My father did, I was 10. But he then teached me a lot of things like soldering, programming in basic and Z80 assembly

[–] [email protected] 1 points 1 year ago
[–] [email protected] 3 points 1 year ago (1 children)

My Dragon 32 or 64 (can't remember which it was) has a lot to answer for too!

[–] [email protected] 10 points 1 year ago (1 children)

Whole bunch of low cost 8-bit machines in that era, the Dragon 32, Commodore 64 and Amstrad CPC ranges to name but a few. Of course we must also mention the BBC Micro, was not low cost but every school had one if you grew up in the UK.

[–] [email protected] 1 points 1 year ago

We had one in my school in Ireland too (and I think they were common in schools here) but tbh none of the teachers knew how to use it and so we got very little time on it in school.

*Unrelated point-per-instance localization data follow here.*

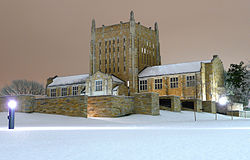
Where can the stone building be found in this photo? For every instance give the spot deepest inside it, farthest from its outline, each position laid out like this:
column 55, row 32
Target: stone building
column 124, row 50
column 128, row 54
column 193, row 80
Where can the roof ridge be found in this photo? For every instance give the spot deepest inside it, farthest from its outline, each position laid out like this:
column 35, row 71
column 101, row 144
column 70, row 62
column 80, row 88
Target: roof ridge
column 73, row 75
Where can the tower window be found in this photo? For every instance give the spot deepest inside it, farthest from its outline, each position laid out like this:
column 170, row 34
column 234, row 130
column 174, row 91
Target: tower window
column 158, row 83
column 124, row 54
column 174, row 82
column 53, row 92
column 64, row 91
column 100, row 53
column 75, row 90
column 143, row 85
column 98, row 85
column 190, row 81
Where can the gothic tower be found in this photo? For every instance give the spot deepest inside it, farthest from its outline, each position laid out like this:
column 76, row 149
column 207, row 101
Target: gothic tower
column 124, row 50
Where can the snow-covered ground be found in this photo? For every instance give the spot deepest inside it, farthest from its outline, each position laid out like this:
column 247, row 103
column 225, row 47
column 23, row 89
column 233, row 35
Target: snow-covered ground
column 172, row 135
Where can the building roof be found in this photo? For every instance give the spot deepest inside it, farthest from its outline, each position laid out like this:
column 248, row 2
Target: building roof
column 168, row 69
column 115, row 79
column 76, row 79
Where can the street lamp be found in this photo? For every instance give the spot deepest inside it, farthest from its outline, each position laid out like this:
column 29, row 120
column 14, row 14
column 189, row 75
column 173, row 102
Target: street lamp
column 128, row 88
column 223, row 101
column 12, row 105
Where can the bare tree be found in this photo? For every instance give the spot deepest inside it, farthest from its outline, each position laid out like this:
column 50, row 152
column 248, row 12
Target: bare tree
column 19, row 87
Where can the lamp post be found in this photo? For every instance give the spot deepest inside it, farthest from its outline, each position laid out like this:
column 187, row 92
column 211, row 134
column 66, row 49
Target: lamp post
column 128, row 88
column 11, row 105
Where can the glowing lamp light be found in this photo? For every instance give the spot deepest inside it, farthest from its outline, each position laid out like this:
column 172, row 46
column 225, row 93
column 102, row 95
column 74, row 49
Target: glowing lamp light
column 223, row 101
column 12, row 104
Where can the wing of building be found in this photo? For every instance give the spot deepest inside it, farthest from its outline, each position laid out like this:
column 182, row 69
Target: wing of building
column 202, row 79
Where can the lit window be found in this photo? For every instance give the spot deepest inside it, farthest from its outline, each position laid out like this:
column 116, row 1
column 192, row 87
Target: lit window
column 174, row 82
column 98, row 85
column 124, row 54
column 64, row 92
column 75, row 90
column 190, row 81
column 53, row 92
column 143, row 85
column 158, row 83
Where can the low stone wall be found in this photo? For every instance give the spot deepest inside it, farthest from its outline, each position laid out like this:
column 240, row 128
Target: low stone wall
column 146, row 103
column 209, row 106
column 175, row 103
column 245, row 114
column 109, row 106
column 25, row 103
column 197, row 104
column 71, row 105
column 83, row 106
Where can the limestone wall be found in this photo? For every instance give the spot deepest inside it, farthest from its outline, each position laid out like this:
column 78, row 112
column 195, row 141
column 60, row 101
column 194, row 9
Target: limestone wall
column 71, row 106
column 83, row 106
column 175, row 103
column 146, row 103
column 109, row 106
column 197, row 104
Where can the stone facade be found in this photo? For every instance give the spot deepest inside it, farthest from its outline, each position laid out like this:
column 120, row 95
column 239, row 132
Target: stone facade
column 69, row 90
column 108, row 84
column 208, row 86
column 71, row 105
column 196, row 104
column 84, row 106
column 147, row 103
column 115, row 106
column 171, row 103
column 124, row 50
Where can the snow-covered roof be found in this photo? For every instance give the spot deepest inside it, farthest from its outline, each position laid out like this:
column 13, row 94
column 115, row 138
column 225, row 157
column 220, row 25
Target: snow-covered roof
column 188, row 67
column 76, row 79
column 115, row 79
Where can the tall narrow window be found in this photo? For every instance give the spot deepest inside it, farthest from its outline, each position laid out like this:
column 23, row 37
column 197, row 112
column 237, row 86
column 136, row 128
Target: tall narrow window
column 158, row 83
column 98, row 85
column 100, row 53
column 109, row 56
column 75, row 90
column 190, row 81
column 118, row 56
column 64, row 92
column 105, row 56
column 53, row 92
column 143, row 85
column 174, row 82
column 113, row 55
column 124, row 54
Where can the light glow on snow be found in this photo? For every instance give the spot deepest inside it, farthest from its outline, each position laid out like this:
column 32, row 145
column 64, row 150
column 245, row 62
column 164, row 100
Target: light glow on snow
column 223, row 101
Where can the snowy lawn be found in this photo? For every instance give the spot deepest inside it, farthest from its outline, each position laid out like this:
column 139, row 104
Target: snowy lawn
column 171, row 135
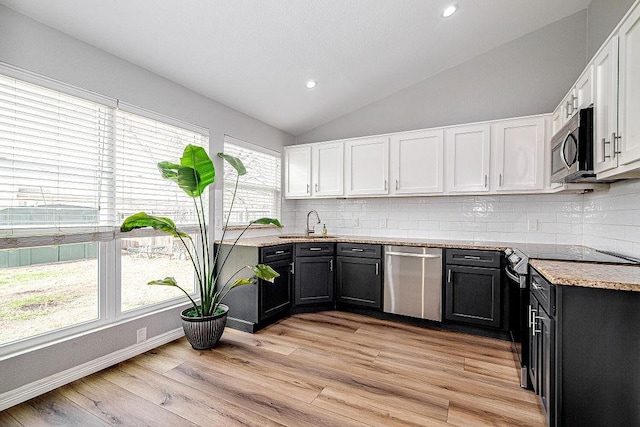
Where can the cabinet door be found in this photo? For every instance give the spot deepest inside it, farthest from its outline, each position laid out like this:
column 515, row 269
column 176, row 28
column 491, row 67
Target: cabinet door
column 417, row 160
column 605, row 105
column 313, row 277
column 297, row 171
column 629, row 89
column 328, row 163
column 359, row 281
column 533, row 330
column 583, row 90
column 546, row 363
column 473, row 295
column 367, row 166
column 467, row 151
column 520, row 154
column 275, row 297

[–] [email protected] 2 points 1 year ago

So true! My parents got me the C64 when I had no idea about computers. I loved the Spectrum+ my buddy had at the time but always wanted the C128 another friend of mine got. My parents eventually upgraded my computer to an Amstrad CPC6128 when they saw that I was actually programming in BASIC. I learned a lot from that computer too, e.g. Fortran, Pascal, a bit of Z80 assemly (the last one was horrible!)